Aufstand der Mega-Stars
Dem Plattenmulti EMI droht ein beispielloser künstlerischer Aderlass.
Er hatte sich das so schön gedacht: Guy Hands, umtriebiger Chef der Beteiligungsgesellschaft Terra Firma Capital Partners, übernahm im August 2007 den in Seenot geratenen Musikdampfer EMI für rund vier Milliarden Euro, die Heimat legendärer Labels wie Capitol, Parlophone, Mute und Blue Note. Die britische Majorcompany, in besseren Zeiten die größte Plattenfirma der Welt, hatte seit einiger Zeit tiefrote Zahlen geschrieben und durch spektakuläre Flops von sich reden gemacht. Angeblich musste EMI zuletzt rund 25 Millionen Pfund im Jahr für das Einstampfen nicht verkaufter CDs ausgeben. Im November verkündete Hands, er werde eine „fundamentale Wende in der Geschäftspolitik des defizitären Konzerns einleiten und dabei neben zahlreichen Topmanagern auch“faule Stars“ unter den 14.000 Vertragskünstlern feuern. Mitte Januar präzisierte der smarte Sanierer, wie diese fundamentale Wende aussehen soll: Von den weltweit in der Konzernsparte Recorded Music beschäftigten 5.500 Mitarbeitern sollen 2.000 abgebaut und die Marketingbudgets für Albumveröffentlichungen rigoros zusammengestrichen werden.

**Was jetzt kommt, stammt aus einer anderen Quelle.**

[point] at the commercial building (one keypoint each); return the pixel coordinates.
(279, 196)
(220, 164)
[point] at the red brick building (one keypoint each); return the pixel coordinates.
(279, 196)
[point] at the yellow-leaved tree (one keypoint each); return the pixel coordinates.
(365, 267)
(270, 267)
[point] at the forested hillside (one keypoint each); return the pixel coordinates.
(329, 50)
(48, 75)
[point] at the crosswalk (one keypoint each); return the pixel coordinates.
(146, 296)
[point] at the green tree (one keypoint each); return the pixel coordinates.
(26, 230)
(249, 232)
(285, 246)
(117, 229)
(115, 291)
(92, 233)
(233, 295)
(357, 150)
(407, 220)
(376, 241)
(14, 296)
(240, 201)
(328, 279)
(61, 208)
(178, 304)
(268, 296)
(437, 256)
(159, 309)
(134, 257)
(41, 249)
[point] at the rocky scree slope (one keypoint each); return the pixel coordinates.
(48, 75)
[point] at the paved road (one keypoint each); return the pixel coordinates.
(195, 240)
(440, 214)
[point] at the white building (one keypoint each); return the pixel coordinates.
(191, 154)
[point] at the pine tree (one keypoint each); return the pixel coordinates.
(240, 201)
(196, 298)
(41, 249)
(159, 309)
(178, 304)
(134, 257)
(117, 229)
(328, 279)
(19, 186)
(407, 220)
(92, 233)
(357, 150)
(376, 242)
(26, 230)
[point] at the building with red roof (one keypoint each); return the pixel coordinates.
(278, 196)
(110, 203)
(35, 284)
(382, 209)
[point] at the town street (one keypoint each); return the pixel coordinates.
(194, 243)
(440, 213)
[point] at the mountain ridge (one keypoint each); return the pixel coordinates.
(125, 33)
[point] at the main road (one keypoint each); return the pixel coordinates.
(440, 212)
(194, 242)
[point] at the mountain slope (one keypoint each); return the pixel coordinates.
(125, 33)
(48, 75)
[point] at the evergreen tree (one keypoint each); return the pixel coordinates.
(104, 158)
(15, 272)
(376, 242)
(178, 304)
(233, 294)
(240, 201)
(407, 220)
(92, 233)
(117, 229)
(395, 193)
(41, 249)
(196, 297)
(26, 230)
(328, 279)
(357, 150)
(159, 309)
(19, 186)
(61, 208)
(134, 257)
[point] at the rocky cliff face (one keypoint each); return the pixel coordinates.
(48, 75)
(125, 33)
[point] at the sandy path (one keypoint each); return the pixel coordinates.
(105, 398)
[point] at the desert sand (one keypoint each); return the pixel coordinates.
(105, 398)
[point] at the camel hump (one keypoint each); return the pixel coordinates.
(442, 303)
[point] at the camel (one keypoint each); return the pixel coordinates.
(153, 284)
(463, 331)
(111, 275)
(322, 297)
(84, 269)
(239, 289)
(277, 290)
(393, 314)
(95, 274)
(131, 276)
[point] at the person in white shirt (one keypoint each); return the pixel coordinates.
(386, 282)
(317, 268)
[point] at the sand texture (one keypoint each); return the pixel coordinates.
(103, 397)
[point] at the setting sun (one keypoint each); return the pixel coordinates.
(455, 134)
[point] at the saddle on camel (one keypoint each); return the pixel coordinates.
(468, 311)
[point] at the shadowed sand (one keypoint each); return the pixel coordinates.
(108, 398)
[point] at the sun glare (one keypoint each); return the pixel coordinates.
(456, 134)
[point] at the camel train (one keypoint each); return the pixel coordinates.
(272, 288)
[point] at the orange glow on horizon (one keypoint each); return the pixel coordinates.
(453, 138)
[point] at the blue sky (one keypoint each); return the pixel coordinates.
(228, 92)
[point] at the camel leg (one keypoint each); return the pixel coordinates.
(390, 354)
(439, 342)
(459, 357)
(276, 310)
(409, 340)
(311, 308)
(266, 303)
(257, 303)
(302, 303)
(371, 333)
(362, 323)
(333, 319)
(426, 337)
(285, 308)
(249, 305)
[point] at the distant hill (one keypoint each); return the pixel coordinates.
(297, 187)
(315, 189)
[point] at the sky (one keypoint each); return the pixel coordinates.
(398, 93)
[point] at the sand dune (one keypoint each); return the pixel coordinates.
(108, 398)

Doch es sieht aus, als hätte Hands seine Rechnung ohne die Wirte gemacht-ausgerechnet die umsatzträchtigen Megastars, die mit ihren Albumverkäufen auch die Veröffentlichungen unbekannterer Künstler und vor allem den teuren und langwierigen Aufbau neuer Acts mitfinanzieren,gehen der Reihe nach gegen diese Pläne auf die Barrikaden: Die ersten, die EMI verließen, waren PauIMcCartney (er ließ sein aktuelles Album von der Kaffeehauskette Starbucks in die US-Läden bringen) und Radiohead ,die ihren Vertrag nicht verlängerten und stattdessen die „physische Version“ ihres zuvor nur als Download erhältlichen Albums in rainbows beim britischen Indielabel XL veröffentlichten -weil Hands das Musikgeschäft nicht verstehe, wie ihr Management mitteilte. Inzwischen drohten Acts wie Robbie Williams, Coldplay und The Verve ihre für 2008 geplanten Albenveröffentlichungen und sogar Tourneen zu verschieben.

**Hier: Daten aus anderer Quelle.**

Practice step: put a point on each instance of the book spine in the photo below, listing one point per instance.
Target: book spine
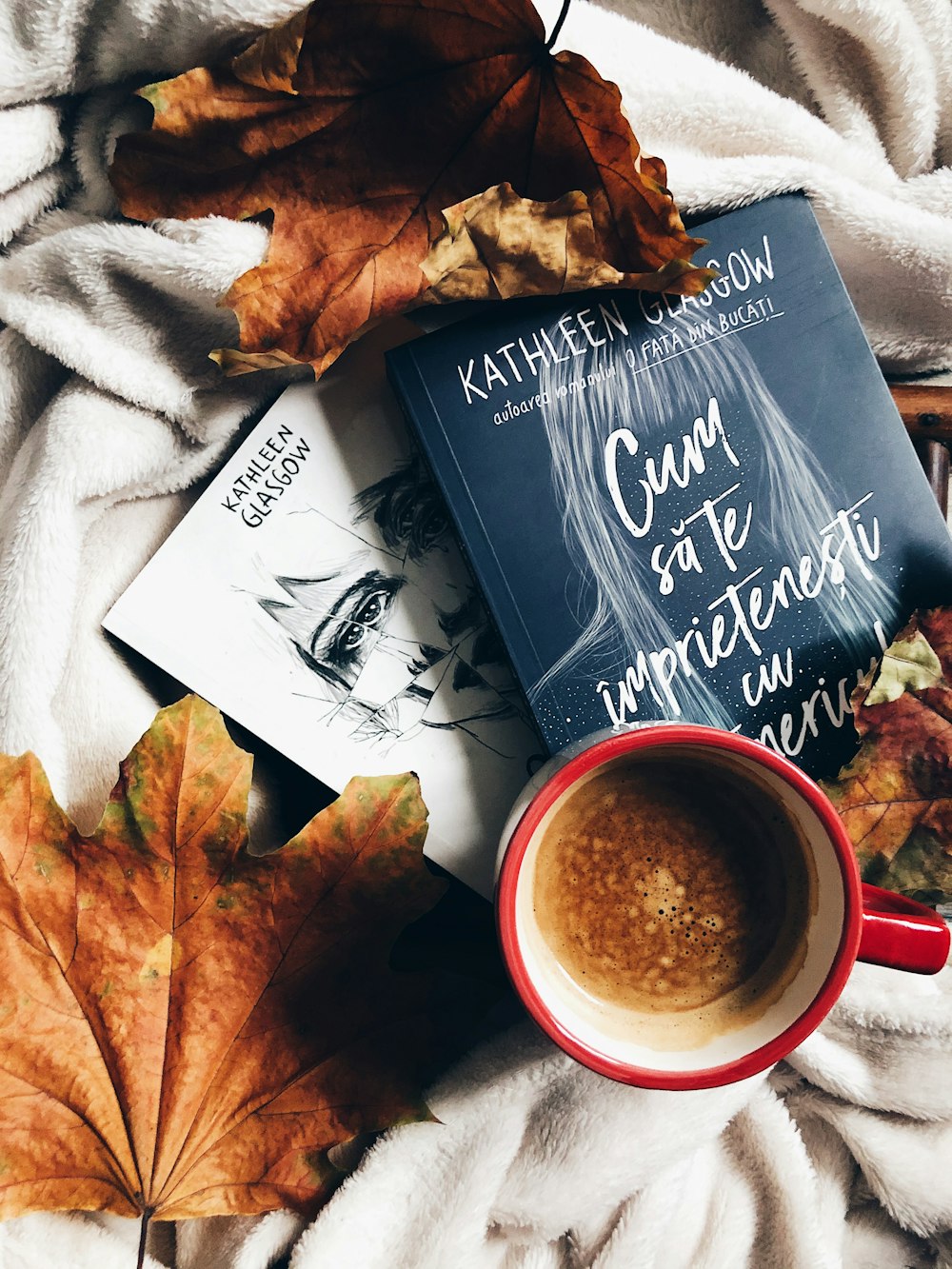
(475, 542)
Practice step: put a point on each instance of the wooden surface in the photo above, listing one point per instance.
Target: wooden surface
(927, 412)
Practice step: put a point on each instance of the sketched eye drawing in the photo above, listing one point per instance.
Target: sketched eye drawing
(395, 641)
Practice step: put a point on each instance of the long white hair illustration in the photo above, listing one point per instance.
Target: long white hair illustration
(795, 500)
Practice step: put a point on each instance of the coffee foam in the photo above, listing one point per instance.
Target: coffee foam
(647, 921)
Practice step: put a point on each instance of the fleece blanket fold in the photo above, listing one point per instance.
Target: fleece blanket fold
(110, 414)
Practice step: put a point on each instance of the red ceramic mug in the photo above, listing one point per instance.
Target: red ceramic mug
(849, 921)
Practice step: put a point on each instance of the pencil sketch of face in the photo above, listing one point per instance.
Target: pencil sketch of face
(390, 622)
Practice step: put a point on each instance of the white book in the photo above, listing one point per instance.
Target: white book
(315, 594)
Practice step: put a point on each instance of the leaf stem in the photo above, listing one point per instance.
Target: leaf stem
(143, 1237)
(560, 22)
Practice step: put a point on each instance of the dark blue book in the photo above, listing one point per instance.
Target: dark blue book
(685, 509)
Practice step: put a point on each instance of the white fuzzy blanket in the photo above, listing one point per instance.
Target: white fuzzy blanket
(109, 412)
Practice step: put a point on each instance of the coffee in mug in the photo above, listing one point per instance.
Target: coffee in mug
(680, 907)
(673, 898)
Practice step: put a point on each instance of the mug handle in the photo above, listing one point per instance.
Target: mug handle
(902, 934)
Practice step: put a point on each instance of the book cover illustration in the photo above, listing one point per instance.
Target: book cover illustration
(700, 509)
(315, 594)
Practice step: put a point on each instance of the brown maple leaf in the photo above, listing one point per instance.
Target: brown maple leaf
(895, 797)
(187, 1028)
(357, 126)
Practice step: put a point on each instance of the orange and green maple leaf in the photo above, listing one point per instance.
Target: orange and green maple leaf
(187, 1028)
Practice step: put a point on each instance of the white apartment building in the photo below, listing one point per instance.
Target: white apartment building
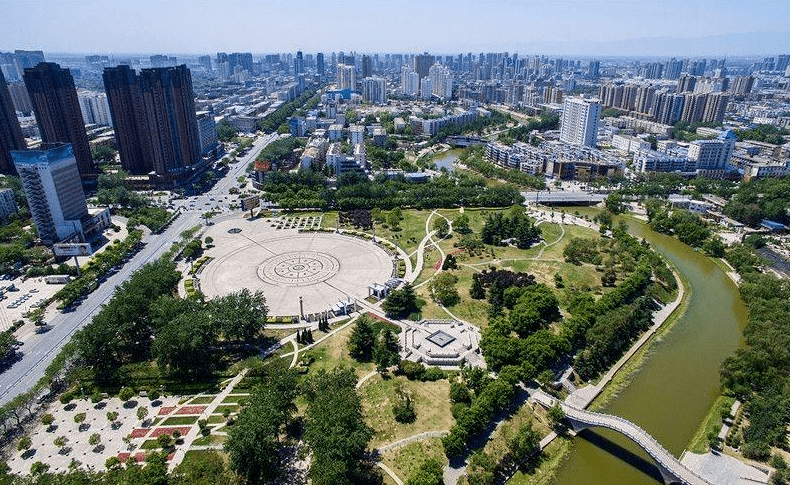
(410, 81)
(713, 156)
(579, 124)
(7, 203)
(629, 144)
(426, 88)
(441, 81)
(95, 108)
(356, 134)
(374, 90)
(346, 77)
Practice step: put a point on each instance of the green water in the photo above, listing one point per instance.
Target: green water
(674, 389)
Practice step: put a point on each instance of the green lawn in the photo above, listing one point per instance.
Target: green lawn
(431, 404)
(406, 460)
(179, 420)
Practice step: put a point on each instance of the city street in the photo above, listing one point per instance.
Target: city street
(41, 349)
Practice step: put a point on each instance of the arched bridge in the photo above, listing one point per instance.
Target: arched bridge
(670, 467)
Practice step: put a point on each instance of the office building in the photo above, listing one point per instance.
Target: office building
(367, 67)
(346, 77)
(205, 61)
(579, 124)
(410, 81)
(20, 98)
(713, 156)
(28, 59)
(10, 132)
(743, 85)
(422, 64)
(95, 108)
(426, 88)
(126, 109)
(57, 108)
(298, 64)
(207, 129)
(51, 180)
(441, 81)
(374, 90)
(7, 203)
(171, 124)
(156, 126)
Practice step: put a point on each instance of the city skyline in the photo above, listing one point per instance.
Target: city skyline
(586, 28)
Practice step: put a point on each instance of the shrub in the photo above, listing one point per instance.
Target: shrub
(433, 374)
(126, 394)
(24, 443)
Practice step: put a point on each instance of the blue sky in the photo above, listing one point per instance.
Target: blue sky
(195, 26)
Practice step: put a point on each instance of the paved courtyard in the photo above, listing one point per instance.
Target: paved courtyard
(321, 268)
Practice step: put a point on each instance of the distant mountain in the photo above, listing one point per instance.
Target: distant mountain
(733, 45)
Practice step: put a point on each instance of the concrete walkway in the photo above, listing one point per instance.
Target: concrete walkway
(194, 431)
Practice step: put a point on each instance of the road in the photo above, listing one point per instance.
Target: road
(39, 350)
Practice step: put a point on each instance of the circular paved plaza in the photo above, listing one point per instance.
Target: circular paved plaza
(322, 268)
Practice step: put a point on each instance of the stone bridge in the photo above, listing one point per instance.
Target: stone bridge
(672, 471)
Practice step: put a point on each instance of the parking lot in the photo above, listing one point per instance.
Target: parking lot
(27, 295)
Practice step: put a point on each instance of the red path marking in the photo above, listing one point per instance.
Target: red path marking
(191, 410)
(140, 432)
(160, 431)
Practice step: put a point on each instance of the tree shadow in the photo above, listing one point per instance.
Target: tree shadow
(645, 466)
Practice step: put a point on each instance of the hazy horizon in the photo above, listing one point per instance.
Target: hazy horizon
(565, 27)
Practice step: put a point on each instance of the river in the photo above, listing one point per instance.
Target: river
(673, 390)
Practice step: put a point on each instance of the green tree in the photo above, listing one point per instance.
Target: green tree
(183, 346)
(385, 350)
(400, 302)
(253, 443)
(714, 247)
(523, 443)
(443, 289)
(24, 443)
(225, 131)
(335, 429)
(614, 203)
(362, 339)
(441, 226)
(206, 468)
(241, 315)
(47, 419)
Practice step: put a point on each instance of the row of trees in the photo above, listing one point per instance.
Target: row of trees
(499, 229)
(142, 321)
(311, 190)
(759, 373)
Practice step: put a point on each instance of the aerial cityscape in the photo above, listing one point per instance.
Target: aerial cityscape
(456, 242)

Zum Debakel geriet Hands offenbar ein Treffen mit Mick Jagger: Dem als smarterGeschäftsmann bekannten Stones-Boss(einst Student an der London School Of Economics) gefielen dem Vernehmen nach weder die Strategien von Guy Hands noch der Investmentbanker selbst. Das Ergebnis: die Rolling Stones, deren Fünfjahresvertrag bei derEMI im Mai ausläuft,veröffentlichen ihr Soundtrack-Album zur Konzertdoku „Shine A Light“ am 28. März beim Konkurrenten Universal und „prüfen für die Zukunft alle Optionen“, wie es aus Insiderkreisen hieß. Zum Zeitpunkt der Drucklegung dieses Heftes befand sich die Band angeblich auch in Verhandlungen mit Warner Music. Ein Abgang der Stones wäre für EMI auch wegen des lukrativen Backkatalogs (alle Alben seit dem 1971er sticky fingers waren bisher im EMI-Paket) schmerzhaft, vor allem aber hätte er Signalwirkung auf andere Künstler. Schon hat auch Herbert Grönemeyer, der finanziell wichtigste Künstler für EMI in Deutschland,seinem Unmut über das Vorgehen von Terra Firma Luft gemacht. In einem Interview mit dem Bayerischen Rundfunk kritisierte das „ganz alte EMI-Schlachtross“ (Grönemeyer über Gröneymer):“Die haben gedacht, die gehen da als Großinvestoren rein, rationalisieren das Ganze durch und verkaufen es dann kurzfristig gewinnbringend wieder. Aber eine Plattenfirma ist halt keine Seifenfabrik…“ Vor allem ist sie abhängig von ihren Topkünstlern -und die wollen vor allem eines: volle werbliche Unterstützung. Mit geschrumpften Marketingabteilungen und -budgets geht das nicht gut zusammen. „Was Guy Hands nicht bedacht hat, ist, dass die etablierten Künstler heutzutage zum Teil selbst Firmen sind, die ganz genau wissen, wie das Geschäft läuft-und vor allem auch besser wissen als er, wie das Geschäft läuft…“, ätzt Grönemeyer. So oder so: die Seifenoper, die die Traditionsfirma derzeit bietet, ist spannender als die meisten ihrer aktuellen Produkte.